A blog about life, love, philosophy, gaming, movies, tea, rampant nerdery,
and building a time machine to warn my past self not to eat that potato salad.

March 10th, 2010: Let’s Play SimCity 4: New Gomorrah
Posted by Gravecat at 5:47 am under Gaming,Let's Play,New Gomorrah,SimCity 4. Comment?

There must always be a Lich King Grease Pit.

It’s been a long time since I last played a SimCity game; I remember as a kid I used to be obsessed with the series, back to its humble beginnings, and one of my favourite ways to play the game was to load one of the pre-built cities — SimCity 1‘s Boston was a great choice — and then impact the populace with a veritable Pandora’s box of disasters, starting with a few nuclear meltdowns and following up with earthquakes and fires, enough to level the city and leave barely scraps of polluted, wrecked, burning wasteland behind. From there, I’d build up a new civilization upon the ashes of the old, Mad Max-esque nightmare world.

The other thing I used to love doing started with SimCity 2000, where it became the goal of myself and a friend to build the ‘perfect’ city, which generally meant cramming as many arcologies together as was physically possible, not to mention building a ridiculously elaborate and fancy garden around ‘my’ house in the game. Skip forward to SimCity 4 and, with the help of a custom region file I hacked together years ago (which provides a region several times larger than what the game would normally allow), it’s time to combine those two goals into what is bound to be a logistics nightmare: an attempt to create the biggest city I’ve ever made, while simultaneously ruling with unparalleled levels of sadism and cruelty. Welcome to the freshly-founded hell of New Gomorrah.

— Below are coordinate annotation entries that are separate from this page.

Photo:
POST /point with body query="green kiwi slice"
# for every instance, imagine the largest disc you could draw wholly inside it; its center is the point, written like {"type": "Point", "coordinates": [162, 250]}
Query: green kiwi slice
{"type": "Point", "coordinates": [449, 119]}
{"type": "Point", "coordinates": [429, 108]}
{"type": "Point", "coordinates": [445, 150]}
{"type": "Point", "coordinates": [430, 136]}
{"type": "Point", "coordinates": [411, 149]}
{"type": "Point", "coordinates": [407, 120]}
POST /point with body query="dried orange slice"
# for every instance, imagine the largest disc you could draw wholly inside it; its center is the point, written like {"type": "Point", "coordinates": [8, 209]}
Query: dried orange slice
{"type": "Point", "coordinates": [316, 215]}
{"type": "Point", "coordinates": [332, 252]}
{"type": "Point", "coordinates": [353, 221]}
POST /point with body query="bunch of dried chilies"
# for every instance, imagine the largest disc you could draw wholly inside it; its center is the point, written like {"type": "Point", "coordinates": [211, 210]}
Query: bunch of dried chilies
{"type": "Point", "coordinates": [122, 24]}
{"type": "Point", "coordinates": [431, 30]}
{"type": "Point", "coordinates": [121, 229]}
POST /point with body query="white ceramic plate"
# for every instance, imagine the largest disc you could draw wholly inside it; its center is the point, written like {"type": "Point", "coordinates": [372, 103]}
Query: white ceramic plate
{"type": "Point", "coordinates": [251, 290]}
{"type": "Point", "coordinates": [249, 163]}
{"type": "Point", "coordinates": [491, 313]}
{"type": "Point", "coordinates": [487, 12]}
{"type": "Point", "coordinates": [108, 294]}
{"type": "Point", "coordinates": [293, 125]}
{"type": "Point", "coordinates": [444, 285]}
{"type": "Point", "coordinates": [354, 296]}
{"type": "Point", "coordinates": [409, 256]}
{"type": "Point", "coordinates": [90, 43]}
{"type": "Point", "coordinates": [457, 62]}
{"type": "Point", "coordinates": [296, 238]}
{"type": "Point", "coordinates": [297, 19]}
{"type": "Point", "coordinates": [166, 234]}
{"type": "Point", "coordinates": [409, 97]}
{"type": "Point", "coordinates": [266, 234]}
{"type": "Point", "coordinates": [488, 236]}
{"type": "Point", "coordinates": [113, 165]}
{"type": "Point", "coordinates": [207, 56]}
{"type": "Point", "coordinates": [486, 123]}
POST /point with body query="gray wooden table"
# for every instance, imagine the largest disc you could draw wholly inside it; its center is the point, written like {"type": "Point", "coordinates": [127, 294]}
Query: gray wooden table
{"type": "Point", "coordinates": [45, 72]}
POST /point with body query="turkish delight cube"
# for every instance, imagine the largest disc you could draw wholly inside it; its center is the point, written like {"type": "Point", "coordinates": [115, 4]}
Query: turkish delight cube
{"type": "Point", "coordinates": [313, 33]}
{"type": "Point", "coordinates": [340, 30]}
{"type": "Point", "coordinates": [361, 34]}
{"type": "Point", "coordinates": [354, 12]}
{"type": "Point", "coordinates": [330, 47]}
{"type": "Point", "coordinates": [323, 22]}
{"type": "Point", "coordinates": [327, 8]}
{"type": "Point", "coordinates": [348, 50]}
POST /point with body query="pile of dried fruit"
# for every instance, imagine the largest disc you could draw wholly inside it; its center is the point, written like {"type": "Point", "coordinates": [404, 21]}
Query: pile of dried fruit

The first day — which is to say, the last few hours before I haul myself off to sleep — has been short, but eventful. New Gomorrah and its first sub-city, the capital of Socketrape were founded, a substantial and obligatory industrial zone was formed, Bob’s Grease Pit (the first commercial venture to rear its ugly head) was made into a historic building to ensure that there will always be a Bob’s Grease Pit, and I dropped a sizeable chunk of burning cosmic rock into the middle of the freshly-populated residential zone, partly because it seemed appropriate, and partly because I just felt like being an asshole. What better way to drive the fear of god into these people (metaphorically speaking; it’s more like a fear of angry nerd) than to crush their puny homes with the unstoppable might of a fucking meteor, and watch the fire spread like… well, like wildfire. It didn’t take long for the wretched leeches to rebuild upon the ruined terrain, anyway, though I think I’ll leave the meteor crater as-is, something for those peons to remember me by.